Sommer mit Eis und Schnee
Ein Vergleich mit späteren Eruptionen macht die fürchterlichen Folgen der Tamburo-Katastrophe verständlich. Während bei Ausbrüchen etwa des Mount St. Helens 1980 oder des Pinatubo 1991 zwischen ein und fünf Kubikkilometer Masse bewegt werden, schleudert der Druck in den Magma-Taschen des Tamburo bis zu 300 Kubikkilometer Schwefel-Gestein in den Himmel. In der Atmosphäre bilden sich daraus Aerosole, winzige Tröpfen Schwefelsäure, die sich in den folgenden Monaten rund um die Erde ausbreiten. Sie reflektieren das Sonnenlicht zurück ins All und bewirken eine verhängnisvolle Abkühlung des gesamten Erdklimas. So geht das Jahr 1816 weltweit als das "Jahr ohne Sommer" in die Geschichte ein – mit katastrophalen Folgen für die Menschen: Eis und Schnee in allen Monaten bewirken Missernten und Hungersnöte, die Brotpreise steigen drastisch, ganze Landstriche verelenden.

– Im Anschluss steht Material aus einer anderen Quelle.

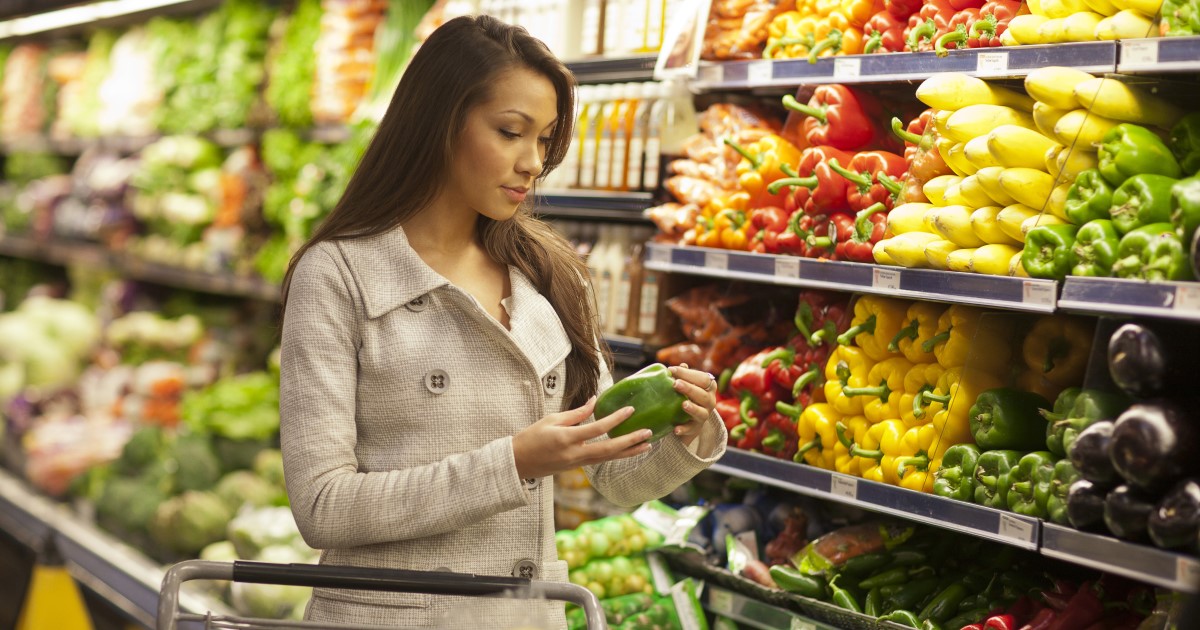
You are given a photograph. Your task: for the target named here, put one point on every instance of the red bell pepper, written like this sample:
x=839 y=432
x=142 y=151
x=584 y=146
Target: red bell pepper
x=861 y=173
x=838 y=117
x=885 y=34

In Mitteleuropa, wo die Not nach dem Ende der Napoleonischen Kriege schon groß ist, suchen nun Millionen Menschen ihr Heil in der Flucht. Der Ausbruch des Tamburo am anderen Ende der Welt löst damit die großen Auswanderungswellen des 19. Jahrhunderts in die Neue Welt aus.